Yenilikçi tedaviler sayesinde meme kanseri artık “kronik” bir hastalık
Günümüzde meme kanseri tedavisinde etkili ilaçlar geliştirilmesinin, pek çok hastada hastalığın uzun süre kontrol altında tutulabilmesine imkan sağladığını belirten Prof. Dr. Serdar Turhal şunları söyledi: “Bu gelişmeler kanserin kronik hastalık olarak nitelendirilir hale gelmesini sağlamıştır. Nisan 2003’te tamamlanan insan genomu projesi ve 2013’te ilk sonuçları alınan kanser genomu projelerinin katkısıyla, kanserlerin genetik özelliklerini saptamak ve buna yönelik önleyici ilaçlar geliştirmek mümkün hale gelmiştir.
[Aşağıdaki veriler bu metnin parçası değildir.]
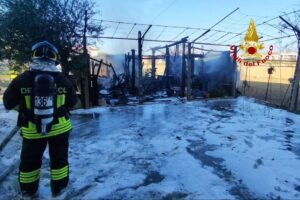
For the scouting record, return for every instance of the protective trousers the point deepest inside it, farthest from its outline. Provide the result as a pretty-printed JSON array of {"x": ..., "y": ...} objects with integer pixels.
[{"x": 31, "y": 161}]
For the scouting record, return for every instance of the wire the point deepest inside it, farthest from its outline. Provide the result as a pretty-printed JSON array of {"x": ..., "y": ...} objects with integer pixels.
[
  {"x": 163, "y": 11},
  {"x": 116, "y": 30},
  {"x": 131, "y": 30}
]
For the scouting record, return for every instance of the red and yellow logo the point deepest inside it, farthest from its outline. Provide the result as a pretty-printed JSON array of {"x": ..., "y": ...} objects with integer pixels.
[{"x": 251, "y": 47}]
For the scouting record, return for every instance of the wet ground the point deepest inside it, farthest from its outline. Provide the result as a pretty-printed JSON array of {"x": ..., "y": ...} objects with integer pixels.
[{"x": 218, "y": 149}]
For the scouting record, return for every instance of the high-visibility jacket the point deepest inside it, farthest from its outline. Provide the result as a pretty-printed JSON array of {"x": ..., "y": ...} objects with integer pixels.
[{"x": 19, "y": 93}]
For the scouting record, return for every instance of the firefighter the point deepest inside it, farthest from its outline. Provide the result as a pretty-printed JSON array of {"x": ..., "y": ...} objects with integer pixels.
[{"x": 43, "y": 96}]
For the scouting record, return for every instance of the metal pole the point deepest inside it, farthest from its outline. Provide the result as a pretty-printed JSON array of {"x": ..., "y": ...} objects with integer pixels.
[
  {"x": 133, "y": 72},
  {"x": 295, "y": 83},
  {"x": 189, "y": 72},
  {"x": 140, "y": 67},
  {"x": 167, "y": 70},
  {"x": 153, "y": 70},
  {"x": 183, "y": 72},
  {"x": 234, "y": 66}
]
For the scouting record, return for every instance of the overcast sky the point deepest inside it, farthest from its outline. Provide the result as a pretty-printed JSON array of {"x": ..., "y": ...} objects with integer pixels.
[{"x": 192, "y": 13}]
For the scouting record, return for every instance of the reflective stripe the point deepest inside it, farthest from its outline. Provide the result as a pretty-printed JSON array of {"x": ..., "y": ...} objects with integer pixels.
[
  {"x": 29, "y": 177},
  {"x": 60, "y": 100},
  {"x": 30, "y": 132},
  {"x": 27, "y": 101},
  {"x": 57, "y": 174},
  {"x": 56, "y": 130},
  {"x": 43, "y": 111}
]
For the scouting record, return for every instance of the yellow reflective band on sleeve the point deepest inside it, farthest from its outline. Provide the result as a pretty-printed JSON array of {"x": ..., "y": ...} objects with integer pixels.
[
  {"x": 62, "y": 127},
  {"x": 57, "y": 174},
  {"x": 29, "y": 177},
  {"x": 63, "y": 99},
  {"x": 60, "y": 100},
  {"x": 27, "y": 101}
]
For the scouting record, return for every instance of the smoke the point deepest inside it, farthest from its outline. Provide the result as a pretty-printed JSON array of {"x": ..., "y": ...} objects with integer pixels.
[{"x": 216, "y": 71}]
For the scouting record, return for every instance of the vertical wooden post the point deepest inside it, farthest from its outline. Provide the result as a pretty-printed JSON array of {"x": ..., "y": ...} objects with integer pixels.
[
  {"x": 183, "y": 72},
  {"x": 295, "y": 84},
  {"x": 127, "y": 75},
  {"x": 140, "y": 65},
  {"x": 153, "y": 70},
  {"x": 189, "y": 72},
  {"x": 167, "y": 69},
  {"x": 86, "y": 85},
  {"x": 133, "y": 72},
  {"x": 234, "y": 78}
]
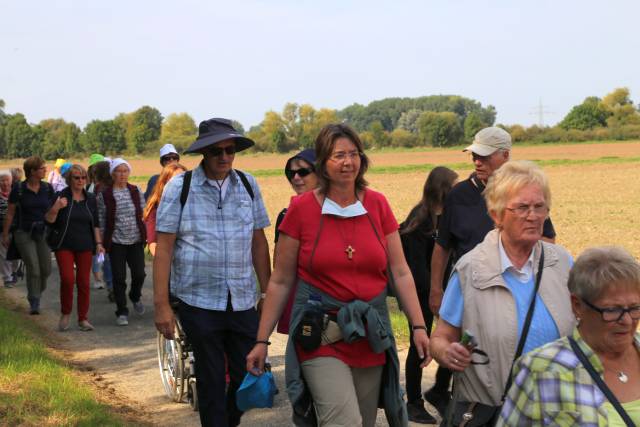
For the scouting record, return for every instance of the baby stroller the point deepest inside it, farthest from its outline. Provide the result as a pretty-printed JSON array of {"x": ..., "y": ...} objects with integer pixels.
[{"x": 176, "y": 362}]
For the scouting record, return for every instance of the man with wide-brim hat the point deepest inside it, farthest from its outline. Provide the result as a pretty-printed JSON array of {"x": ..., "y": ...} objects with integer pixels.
[{"x": 209, "y": 245}]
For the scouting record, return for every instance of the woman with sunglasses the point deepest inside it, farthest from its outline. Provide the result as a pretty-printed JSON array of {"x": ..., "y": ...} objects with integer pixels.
[
  {"x": 576, "y": 379},
  {"x": 74, "y": 237},
  {"x": 301, "y": 174}
]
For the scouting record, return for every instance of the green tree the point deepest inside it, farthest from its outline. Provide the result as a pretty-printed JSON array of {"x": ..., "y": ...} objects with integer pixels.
[
  {"x": 472, "y": 124},
  {"x": 440, "y": 129},
  {"x": 145, "y": 127},
  {"x": 178, "y": 129},
  {"x": 590, "y": 114},
  {"x": 380, "y": 137},
  {"x": 103, "y": 136}
]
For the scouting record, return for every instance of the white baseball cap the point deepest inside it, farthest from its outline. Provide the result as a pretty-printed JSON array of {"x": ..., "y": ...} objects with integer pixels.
[
  {"x": 489, "y": 140},
  {"x": 117, "y": 162},
  {"x": 167, "y": 149}
]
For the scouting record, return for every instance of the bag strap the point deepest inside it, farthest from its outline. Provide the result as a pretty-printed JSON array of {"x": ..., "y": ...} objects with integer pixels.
[
  {"x": 527, "y": 323},
  {"x": 600, "y": 383}
]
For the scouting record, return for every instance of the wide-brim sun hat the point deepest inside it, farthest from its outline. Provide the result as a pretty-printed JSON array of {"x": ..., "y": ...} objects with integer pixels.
[
  {"x": 488, "y": 140},
  {"x": 217, "y": 130}
]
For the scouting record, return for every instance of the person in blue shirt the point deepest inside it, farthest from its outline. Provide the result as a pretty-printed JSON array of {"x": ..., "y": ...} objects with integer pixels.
[
  {"x": 210, "y": 245},
  {"x": 493, "y": 286}
]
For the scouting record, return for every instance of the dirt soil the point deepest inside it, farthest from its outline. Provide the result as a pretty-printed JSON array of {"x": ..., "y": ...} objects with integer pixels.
[{"x": 121, "y": 362}]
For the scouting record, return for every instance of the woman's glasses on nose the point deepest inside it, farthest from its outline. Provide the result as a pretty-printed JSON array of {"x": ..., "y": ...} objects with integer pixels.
[{"x": 302, "y": 172}]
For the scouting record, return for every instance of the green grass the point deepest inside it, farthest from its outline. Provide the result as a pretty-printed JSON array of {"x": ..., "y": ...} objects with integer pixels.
[
  {"x": 38, "y": 389},
  {"x": 399, "y": 322}
]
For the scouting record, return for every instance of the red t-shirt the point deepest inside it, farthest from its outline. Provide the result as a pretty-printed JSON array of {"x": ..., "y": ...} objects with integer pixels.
[{"x": 362, "y": 277}]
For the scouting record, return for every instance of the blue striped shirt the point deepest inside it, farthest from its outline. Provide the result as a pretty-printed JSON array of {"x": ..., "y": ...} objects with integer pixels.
[{"x": 212, "y": 252}]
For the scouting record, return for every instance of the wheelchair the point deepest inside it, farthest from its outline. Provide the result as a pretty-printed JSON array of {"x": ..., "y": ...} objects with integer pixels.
[{"x": 177, "y": 369}]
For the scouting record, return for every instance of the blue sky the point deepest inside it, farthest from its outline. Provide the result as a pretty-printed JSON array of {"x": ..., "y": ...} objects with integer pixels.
[{"x": 82, "y": 60}]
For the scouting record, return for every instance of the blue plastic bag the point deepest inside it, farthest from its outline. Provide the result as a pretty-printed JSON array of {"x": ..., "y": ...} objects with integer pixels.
[{"x": 256, "y": 391}]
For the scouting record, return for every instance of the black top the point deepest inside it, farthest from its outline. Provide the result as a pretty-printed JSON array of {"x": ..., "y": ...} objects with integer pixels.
[
  {"x": 76, "y": 222},
  {"x": 418, "y": 248},
  {"x": 278, "y": 222},
  {"x": 79, "y": 235},
  {"x": 465, "y": 221},
  {"x": 32, "y": 206}
]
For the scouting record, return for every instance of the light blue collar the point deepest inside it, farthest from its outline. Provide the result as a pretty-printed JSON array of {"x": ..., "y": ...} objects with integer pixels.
[{"x": 329, "y": 207}]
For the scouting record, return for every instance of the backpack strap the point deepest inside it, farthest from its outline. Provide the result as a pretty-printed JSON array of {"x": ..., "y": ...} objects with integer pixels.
[
  {"x": 186, "y": 185},
  {"x": 245, "y": 182}
]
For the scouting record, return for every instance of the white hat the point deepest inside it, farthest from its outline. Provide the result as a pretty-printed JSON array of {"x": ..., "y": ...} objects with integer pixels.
[
  {"x": 117, "y": 162},
  {"x": 167, "y": 149},
  {"x": 489, "y": 140}
]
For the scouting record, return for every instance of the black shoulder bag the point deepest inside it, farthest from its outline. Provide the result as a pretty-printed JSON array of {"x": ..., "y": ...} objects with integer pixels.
[
  {"x": 475, "y": 414},
  {"x": 600, "y": 383}
]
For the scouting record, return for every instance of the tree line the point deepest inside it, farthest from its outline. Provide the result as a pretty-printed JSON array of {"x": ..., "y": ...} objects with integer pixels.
[{"x": 437, "y": 120}]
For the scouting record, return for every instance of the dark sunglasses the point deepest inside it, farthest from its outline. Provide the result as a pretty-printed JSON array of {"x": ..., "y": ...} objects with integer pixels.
[
  {"x": 217, "y": 151},
  {"x": 290, "y": 173},
  {"x": 169, "y": 158}
]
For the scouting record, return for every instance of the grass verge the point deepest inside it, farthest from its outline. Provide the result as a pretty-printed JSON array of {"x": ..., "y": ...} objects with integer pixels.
[{"x": 36, "y": 388}]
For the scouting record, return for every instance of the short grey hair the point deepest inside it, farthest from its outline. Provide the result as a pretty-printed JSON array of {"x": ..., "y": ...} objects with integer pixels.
[
  {"x": 599, "y": 270},
  {"x": 509, "y": 179}
]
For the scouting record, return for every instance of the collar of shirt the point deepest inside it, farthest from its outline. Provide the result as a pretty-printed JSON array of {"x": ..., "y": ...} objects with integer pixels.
[{"x": 524, "y": 274}]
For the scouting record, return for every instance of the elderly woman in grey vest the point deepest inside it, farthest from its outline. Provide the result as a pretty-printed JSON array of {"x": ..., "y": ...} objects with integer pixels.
[
  {"x": 124, "y": 236},
  {"x": 509, "y": 293}
]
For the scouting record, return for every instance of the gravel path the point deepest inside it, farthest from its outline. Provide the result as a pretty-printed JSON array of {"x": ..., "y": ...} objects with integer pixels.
[{"x": 124, "y": 358}]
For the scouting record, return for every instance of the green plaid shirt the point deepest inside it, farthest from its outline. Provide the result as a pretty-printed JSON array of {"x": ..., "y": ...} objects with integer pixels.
[{"x": 551, "y": 387}]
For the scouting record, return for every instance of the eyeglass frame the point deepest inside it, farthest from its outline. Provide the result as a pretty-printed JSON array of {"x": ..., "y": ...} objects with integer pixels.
[
  {"x": 342, "y": 156},
  {"x": 622, "y": 311},
  {"x": 530, "y": 208},
  {"x": 302, "y": 172}
]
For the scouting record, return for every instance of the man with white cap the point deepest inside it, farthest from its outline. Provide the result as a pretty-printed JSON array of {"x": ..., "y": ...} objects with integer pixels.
[
  {"x": 210, "y": 232},
  {"x": 465, "y": 222},
  {"x": 168, "y": 155}
]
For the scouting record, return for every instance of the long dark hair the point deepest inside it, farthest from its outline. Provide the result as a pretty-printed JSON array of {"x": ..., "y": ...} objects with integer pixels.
[{"x": 438, "y": 184}]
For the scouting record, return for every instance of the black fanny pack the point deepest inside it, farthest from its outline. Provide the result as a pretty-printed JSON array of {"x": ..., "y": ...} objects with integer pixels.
[{"x": 309, "y": 331}]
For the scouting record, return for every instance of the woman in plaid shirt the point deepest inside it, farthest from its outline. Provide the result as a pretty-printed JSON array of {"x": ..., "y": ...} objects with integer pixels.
[{"x": 551, "y": 386}]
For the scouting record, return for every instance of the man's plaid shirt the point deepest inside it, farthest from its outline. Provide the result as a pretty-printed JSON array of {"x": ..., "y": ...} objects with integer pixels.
[{"x": 551, "y": 387}]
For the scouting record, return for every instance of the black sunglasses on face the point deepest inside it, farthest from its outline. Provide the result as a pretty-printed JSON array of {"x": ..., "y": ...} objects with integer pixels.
[
  {"x": 217, "y": 151},
  {"x": 170, "y": 158},
  {"x": 302, "y": 172}
]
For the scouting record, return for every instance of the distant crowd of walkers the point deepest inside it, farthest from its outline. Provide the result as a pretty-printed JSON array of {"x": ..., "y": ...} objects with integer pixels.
[{"x": 525, "y": 335}]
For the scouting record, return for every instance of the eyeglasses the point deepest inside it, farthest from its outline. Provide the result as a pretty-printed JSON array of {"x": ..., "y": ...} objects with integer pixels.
[
  {"x": 341, "y": 156},
  {"x": 615, "y": 314},
  {"x": 522, "y": 211},
  {"x": 170, "y": 158},
  {"x": 217, "y": 151},
  {"x": 302, "y": 172}
]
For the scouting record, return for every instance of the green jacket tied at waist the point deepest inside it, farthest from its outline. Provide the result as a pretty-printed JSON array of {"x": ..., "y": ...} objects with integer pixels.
[{"x": 356, "y": 319}]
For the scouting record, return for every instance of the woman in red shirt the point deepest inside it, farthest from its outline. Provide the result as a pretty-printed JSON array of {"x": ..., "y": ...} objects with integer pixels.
[{"x": 338, "y": 240}]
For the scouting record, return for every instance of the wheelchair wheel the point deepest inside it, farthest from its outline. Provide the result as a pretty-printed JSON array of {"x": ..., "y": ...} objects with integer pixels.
[{"x": 171, "y": 363}]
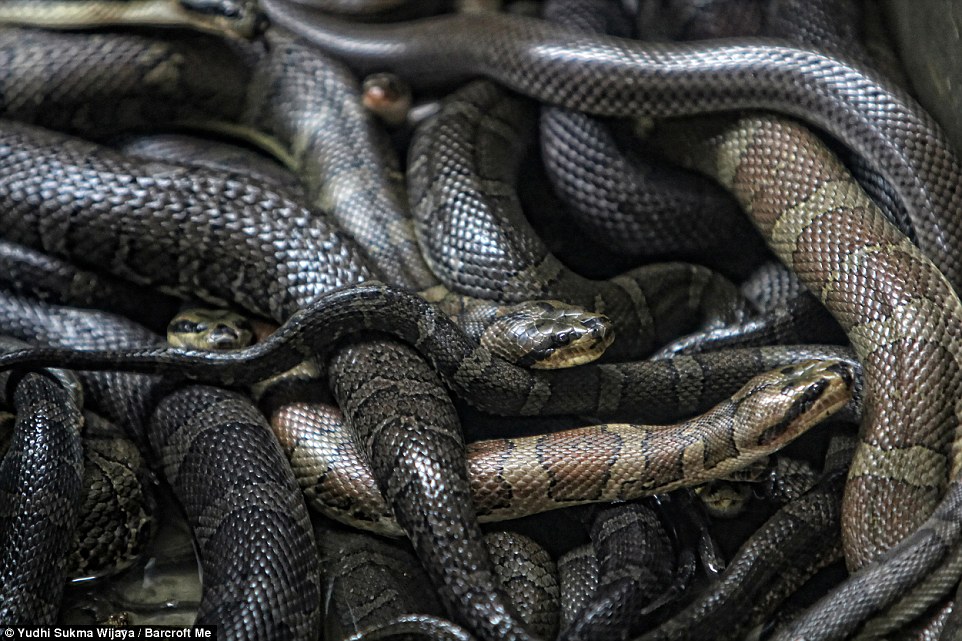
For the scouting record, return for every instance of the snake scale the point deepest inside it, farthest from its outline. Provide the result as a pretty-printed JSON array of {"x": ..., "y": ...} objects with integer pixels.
[
  {"x": 520, "y": 476},
  {"x": 40, "y": 488}
]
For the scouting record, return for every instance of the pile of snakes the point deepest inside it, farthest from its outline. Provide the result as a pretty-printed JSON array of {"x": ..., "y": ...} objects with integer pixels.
[{"x": 574, "y": 319}]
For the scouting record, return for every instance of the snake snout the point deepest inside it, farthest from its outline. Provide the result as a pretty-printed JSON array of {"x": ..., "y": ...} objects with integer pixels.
[
  {"x": 811, "y": 392},
  {"x": 223, "y": 337}
]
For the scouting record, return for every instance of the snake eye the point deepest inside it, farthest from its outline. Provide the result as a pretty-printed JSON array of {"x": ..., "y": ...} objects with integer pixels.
[{"x": 183, "y": 326}]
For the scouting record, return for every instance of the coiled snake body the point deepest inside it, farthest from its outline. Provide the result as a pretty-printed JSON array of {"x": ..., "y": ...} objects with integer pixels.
[{"x": 805, "y": 84}]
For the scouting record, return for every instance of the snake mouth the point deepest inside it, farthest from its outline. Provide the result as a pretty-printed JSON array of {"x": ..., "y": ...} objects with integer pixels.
[
  {"x": 826, "y": 388},
  {"x": 578, "y": 346}
]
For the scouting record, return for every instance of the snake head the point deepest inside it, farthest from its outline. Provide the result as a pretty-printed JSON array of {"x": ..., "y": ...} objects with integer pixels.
[
  {"x": 240, "y": 18},
  {"x": 209, "y": 329},
  {"x": 548, "y": 335},
  {"x": 788, "y": 401}
]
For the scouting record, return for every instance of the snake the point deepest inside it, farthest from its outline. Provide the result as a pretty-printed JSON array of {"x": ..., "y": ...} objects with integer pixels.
[
  {"x": 515, "y": 477},
  {"x": 635, "y": 567},
  {"x": 40, "y": 489},
  {"x": 616, "y": 191},
  {"x": 840, "y": 244},
  {"x": 220, "y": 17},
  {"x": 802, "y": 535},
  {"x": 369, "y": 581},
  {"x": 469, "y": 221},
  {"x": 609, "y": 76},
  {"x": 528, "y": 578},
  {"x": 116, "y": 509},
  {"x": 116, "y": 514},
  {"x": 578, "y": 580},
  {"x": 254, "y": 539}
]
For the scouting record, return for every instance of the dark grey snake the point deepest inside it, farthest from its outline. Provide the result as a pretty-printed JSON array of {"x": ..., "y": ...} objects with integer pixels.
[
  {"x": 915, "y": 195},
  {"x": 40, "y": 488},
  {"x": 610, "y": 76}
]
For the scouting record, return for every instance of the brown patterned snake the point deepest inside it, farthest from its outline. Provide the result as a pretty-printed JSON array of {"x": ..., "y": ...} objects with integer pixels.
[
  {"x": 898, "y": 310},
  {"x": 516, "y": 477}
]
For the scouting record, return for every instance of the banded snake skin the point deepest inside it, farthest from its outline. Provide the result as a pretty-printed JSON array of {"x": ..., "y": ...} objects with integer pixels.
[{"x": 225, "y": 369}]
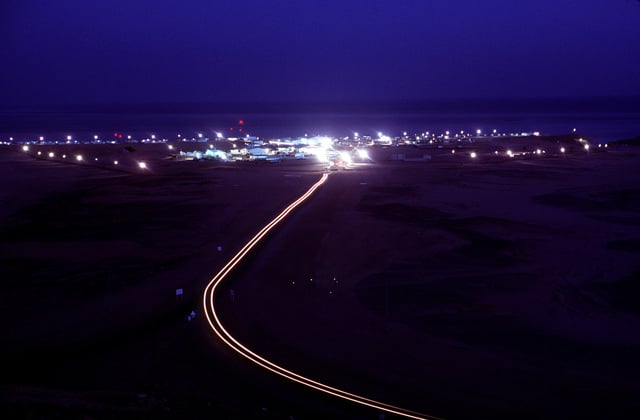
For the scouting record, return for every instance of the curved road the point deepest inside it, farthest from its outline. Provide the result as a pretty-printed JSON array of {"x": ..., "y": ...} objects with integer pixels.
[{"x": 224, "y": 335}]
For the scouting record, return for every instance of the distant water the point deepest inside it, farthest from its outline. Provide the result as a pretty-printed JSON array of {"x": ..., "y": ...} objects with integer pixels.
[{"x": 602, "y": 119}]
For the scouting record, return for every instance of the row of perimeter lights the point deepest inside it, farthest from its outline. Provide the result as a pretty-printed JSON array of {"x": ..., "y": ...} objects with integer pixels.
[
  {"x": 510, "y": 153},
  {"x": 80, "y": 158}
]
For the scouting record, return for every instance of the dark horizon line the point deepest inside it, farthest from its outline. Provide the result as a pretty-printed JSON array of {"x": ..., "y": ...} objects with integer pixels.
[{"x": 628, "y": 103}]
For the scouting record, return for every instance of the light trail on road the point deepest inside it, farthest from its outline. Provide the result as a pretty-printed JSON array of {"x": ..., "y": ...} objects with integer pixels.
[{"x": 226, "y": 337}]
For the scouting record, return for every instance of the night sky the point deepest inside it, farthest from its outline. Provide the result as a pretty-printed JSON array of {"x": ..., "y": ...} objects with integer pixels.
[{"x": 94, "y": 52}]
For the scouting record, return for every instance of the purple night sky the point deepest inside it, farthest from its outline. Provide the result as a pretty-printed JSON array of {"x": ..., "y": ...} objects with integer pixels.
[{"x": 79, "y": 52}]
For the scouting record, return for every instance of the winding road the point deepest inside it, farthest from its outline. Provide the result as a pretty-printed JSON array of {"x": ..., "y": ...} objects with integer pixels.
[{"x": 218, "y": 328}]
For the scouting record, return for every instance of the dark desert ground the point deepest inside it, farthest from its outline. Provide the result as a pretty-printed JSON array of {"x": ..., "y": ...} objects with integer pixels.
[{"x": 458, "y": 288}]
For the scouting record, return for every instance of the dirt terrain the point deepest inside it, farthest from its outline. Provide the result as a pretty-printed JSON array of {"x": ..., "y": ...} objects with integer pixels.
[{"x": 453, "y": 286}]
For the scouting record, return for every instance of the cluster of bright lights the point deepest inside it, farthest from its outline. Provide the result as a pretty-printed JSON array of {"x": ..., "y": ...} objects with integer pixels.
[{"x": 363, "y": 154}]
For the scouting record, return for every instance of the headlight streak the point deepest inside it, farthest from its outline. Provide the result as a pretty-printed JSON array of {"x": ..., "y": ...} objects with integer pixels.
[{"x": 218, "y": 328}]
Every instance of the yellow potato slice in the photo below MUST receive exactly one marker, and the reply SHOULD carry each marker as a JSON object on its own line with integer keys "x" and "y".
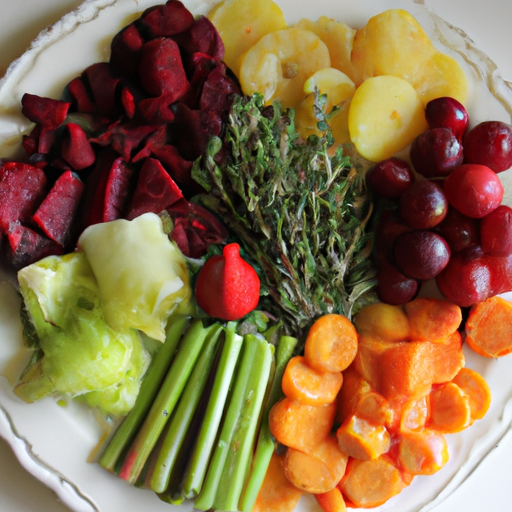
{"x": 242, "y": 23}
{"x": 391, "y": 43}
{"x": 279, "y": 64}
{"x": 339, "y": 88}
{"x": 338, "y": 37}
{"x": 386, "y": 115}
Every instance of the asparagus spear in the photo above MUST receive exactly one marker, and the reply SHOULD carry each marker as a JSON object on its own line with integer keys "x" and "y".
{"x": 165, "y": 401}
{"x": 184, "y": 413}
{"x": 148, "y": 390}
{"x": 196, "y": 470}
{"x": 266, "y": 442}
{"x": 228, "y": 468}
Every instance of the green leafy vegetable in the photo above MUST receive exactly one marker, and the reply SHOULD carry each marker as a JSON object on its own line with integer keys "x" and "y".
{"x": 297, "y": 210}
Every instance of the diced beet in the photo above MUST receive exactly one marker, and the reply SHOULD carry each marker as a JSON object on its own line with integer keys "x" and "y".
{"x": 201, "y": 37}
{"x": 195, "y": 228}
{"x": 25, "y": 246}
{"x": 123, "y": 137}
{"x": 81, "y": 97}
{"x": 22, "y": 188}
{"x": 166, "y": 20}
{"x": 161, "y": 70}
{"x": 124, "y": 51}
{"x": 75, "y": 148}
{"x": 103, "y": 88}
{"x": 193, "y": 129}
{"x": 45, "y": 111}
{"x": 56, "y": 213}
{"x": 218, "y": 91}
{"x": 155, "y": 190}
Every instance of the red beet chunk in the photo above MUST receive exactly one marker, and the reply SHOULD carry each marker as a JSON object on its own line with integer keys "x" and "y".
{"x": 56, "y": 213}
{"x": 108, "y": 189}
{"x": 155, "y": 191}
{"x": 46, "y": 111}
{"x": 103, "y": 87}
{"x": 166, "y": 20}
{"x": 75, "y": 148}
{"x": 161, "y": 70}
{"x": 125, "y": 51}
{"x": 25, "y": 246}
{"x": 195, "y": 228}
{"x": 201, "y": 37}
{"x": 22, "y": 187}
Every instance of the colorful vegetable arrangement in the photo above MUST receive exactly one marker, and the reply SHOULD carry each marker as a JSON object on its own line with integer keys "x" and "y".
{"x": 227, "y": 346}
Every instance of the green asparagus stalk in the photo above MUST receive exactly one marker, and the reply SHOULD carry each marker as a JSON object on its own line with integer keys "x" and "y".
{"x": 148, "y": 391}
{"x": 184, "y": 413}
{"x": 165, "y": 401}
{"x": 266, "y": 442}
{"x": 201, "y": 454}
{"x": 228, "y": 469}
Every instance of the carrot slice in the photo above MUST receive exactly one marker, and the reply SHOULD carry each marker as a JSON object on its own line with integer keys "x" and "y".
{"x": 489, "y": 327}
{"x": 383, "y": 321}
{"x": 422, "y": 453}
{"x": 331, "y": 343}
{"x": 318, "y": 471}
{"x": 331, "y": 501}
{"x": 301, "y": 426}
{"x": 432, "y": 319}
{"x": 476, "y": 389}
{"x": 360, "y": 439}
{"x": 450, "y": 410}
{"x": 370, "y": 483}
{"x": 277, "y": 493}
{"x": 303, "y": 383}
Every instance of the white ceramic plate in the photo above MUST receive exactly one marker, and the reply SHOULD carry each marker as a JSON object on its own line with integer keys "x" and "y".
{"x": 53, "y": 442}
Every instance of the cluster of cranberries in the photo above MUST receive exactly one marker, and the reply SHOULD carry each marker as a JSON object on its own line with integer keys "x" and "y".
{"x": 445, "y": 220}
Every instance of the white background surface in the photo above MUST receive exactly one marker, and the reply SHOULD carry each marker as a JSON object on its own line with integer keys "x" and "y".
{"x": 487, "y": 22}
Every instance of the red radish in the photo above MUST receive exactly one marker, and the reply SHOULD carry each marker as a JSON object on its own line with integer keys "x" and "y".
{"x": 227, "y": 287}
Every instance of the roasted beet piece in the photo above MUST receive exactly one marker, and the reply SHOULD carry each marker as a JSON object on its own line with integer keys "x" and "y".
{"x": 124, "y": 51}
{"x": 195, "y": 228}
{"x": 155, "y": 190}
{"x": 75, "y": 148}
{"x": 161, "y": 69}
{"x": 45, "y": 111}
{"x": 22, "y": 188}
{"x": 201, "y": 37}
{"x": 166, "y": 20}
{"x": 103, "y": 88}
{"x": 25, "y": 246}
{"x": 108, "y": 189}
{"x": 193, "y": 129}
{"x": 56, "y": 213}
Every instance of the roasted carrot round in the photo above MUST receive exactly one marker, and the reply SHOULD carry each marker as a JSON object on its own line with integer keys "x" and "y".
{"x": 303, "y": 383}
{"x": 331, "y": 343}
{"x": 476, "y": 389}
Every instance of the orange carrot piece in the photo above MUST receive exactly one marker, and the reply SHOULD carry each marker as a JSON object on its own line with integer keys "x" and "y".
{"x": 360, "y": 439}
{"x": 354, "y": 386}
{"x": 303, "y": 383}
{"x": 318, "y": 471}
{"x": 432, "y": 319}
{"x": 331, "y": 343}
{"x": 383, "y": 321}
{"x": 489, "y": 327}
{"x": 422, "y": 453}
{"x": 370, "y": 483}
{"x": 476, "y": 389}
{"x": 450, "y": 410}
{"x": 415, "y": 414}
{"x": 331, "y": 501}
{"x": 277, "y": 494}
{"x": 301, "y": 426}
Bu yenilikçi ilaçlar tümörlerin gelişme yollarını saptayarak onları bloke etme özelliğiyle çalışmaktadır ve bu özellikleriyle de sağlıklı hücrelere daha az zarar vererek bu amaca ulaşmaktadır. Türkiye kanser ilaçlarına erken erişim konusunda kendi konumundaki ülkelere kıyasla göreceli olarak iyi durumdadır. İleri teknolojiyle üretilen ilaçların ülke bütçelerine getirdiği yük halihazırda kişi başına geliri bizden çok daha yukarıda olan ülkeler dahil olmak üzere evrensel bir sorundur ve her ülke kendi imkanları çerçevesinde bu soruna çözümler bulmaya çalışmaktadır.”
Metastatik meme kanseri tedavisinde hedef, daha uzun sağ kalım ve daha yüksek yaşam kalitesi
Prof. Dr. Serdar Turhal metastatik (ileri evre) meme kanseri ve tedavisindeki gelişmeler hakkında önemli bilgiler verdi: “Meme kanseri hücrelerinin meme dokusunda oluştukları yerden koparak uzak dokulara yapışıp orada çoğalmalarına metastaz adını veriyoruz. Bu evredeki kanserler de metastatik, yani ileri evre olarak adlandırılıyor. Genel bir kural olarak meme kanseri erken evrede saptandığı zaman şifa bulma ihtimali olan bir hastalık iken, bulunduğu evre ilerledikçe şifa bulma ihtimali düşer. Bu nedenle metastatik meme kanserinde temel amaç kanserin hastada yol açtığı sıkıntıları hafifletmek, bu sıkıntıları daha sonraki dönemlere ötelemek, mümkün olabildiğince hastanın hayat kalitesini bozmadan hayatını uzatmaktır. Bu nedenle erken teşhis şansı yakalamak için herkes kendi sağlığının sorumluluğunu almalıdır. Meme kanseri hastaları doktorlarıyla yakın bir işbirliği içinde olmayı ihmal etmemeli ve mümkün mertebe olumlu bir ruh hali içinde olmaya gayret etmelidir. Ayrıca ülkemizdeki kanser araştırmalarına katılması önerilen hastaların, özel bir engelleri yoksa bu çalışmalara destek olmaları kanser tedavisinin geleceği açısından son derece önemlidir.”